Continuous traceroute to observe path changes:

monitor traceroute <target>
monitor traceroute <target> | log | origin

mtr-style display with per-hop loss and latency statistics. | log | origin appends one line per round and annotates hops with ASN names, useful for identifying which network a path change occurs in. | log | resolve adds reverse DNS hostnames instead.

Profiling Workflow

CPU Profile

show system profile cpu duration 10s

Save the base64 output, decode, and analyze:

echo '<base64-data>' | base64 -d > cpu.pprof
go tool pprof cpu.pprof

Heap Profile

show system profile heap

Same workflow: decode base64, analyze with go tool pprof.

Concurrent Profiling

CPU profiling is mutex-protected. A second concurrent request returns an error. This prevents resource contention from overlapping profiles.

Platform Detection

show system platform reports the runtime platform type and capability flags:

show system platform
show system platform | json

Detected platforms: gokrazy, systemd, container, plain-linux, darwin.

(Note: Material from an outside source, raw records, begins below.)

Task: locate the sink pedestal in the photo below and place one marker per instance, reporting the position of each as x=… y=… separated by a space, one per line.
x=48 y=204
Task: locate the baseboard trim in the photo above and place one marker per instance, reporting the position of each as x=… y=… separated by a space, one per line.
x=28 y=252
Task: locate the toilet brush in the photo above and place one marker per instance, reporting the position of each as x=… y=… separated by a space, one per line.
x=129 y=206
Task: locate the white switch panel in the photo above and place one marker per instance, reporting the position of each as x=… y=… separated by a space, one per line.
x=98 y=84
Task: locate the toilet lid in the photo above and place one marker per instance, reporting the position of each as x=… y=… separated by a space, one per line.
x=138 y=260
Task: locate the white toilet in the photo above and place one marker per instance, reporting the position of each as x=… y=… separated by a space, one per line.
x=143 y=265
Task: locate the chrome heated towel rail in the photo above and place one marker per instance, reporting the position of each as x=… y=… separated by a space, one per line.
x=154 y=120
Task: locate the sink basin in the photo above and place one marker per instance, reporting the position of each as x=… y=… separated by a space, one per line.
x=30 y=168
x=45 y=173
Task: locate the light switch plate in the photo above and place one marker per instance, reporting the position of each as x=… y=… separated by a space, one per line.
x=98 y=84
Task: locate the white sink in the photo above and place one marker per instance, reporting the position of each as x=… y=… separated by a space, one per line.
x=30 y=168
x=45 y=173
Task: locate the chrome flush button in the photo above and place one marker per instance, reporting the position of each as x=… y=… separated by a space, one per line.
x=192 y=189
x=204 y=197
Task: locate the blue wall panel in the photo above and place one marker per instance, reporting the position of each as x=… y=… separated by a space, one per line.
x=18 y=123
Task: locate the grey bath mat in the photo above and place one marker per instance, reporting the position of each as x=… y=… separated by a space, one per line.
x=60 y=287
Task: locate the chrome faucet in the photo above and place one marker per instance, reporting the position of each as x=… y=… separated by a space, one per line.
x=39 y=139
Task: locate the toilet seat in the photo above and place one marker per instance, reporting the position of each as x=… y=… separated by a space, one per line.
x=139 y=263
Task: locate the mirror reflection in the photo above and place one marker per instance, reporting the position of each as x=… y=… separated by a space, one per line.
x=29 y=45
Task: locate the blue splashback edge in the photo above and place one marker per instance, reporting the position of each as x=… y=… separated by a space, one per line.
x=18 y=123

Capability flags: read-only-root, perm-available, systemd-available, gokrazy-update-socket, gokrazy-ui-available, reboot-allowed, persistent-storage-writable, fd-limit-soft-current, fd-limit-hard-max, fd-limit-raisable.

Platform information is also included in ze doctor checks (e.g. gokrazy /perm writability) and ze support archives (as the platform module).

Platform Notes

Commands that read /proc (sockets, kernel-log, file-descriptors, memory-map) are Linux-only. On other platforms they return "not available on this platform". The remaining commands (tcp-check, traceroute, goroutines, dns, profile) work on all platforms but traceroute requires CAP_NET_RAW.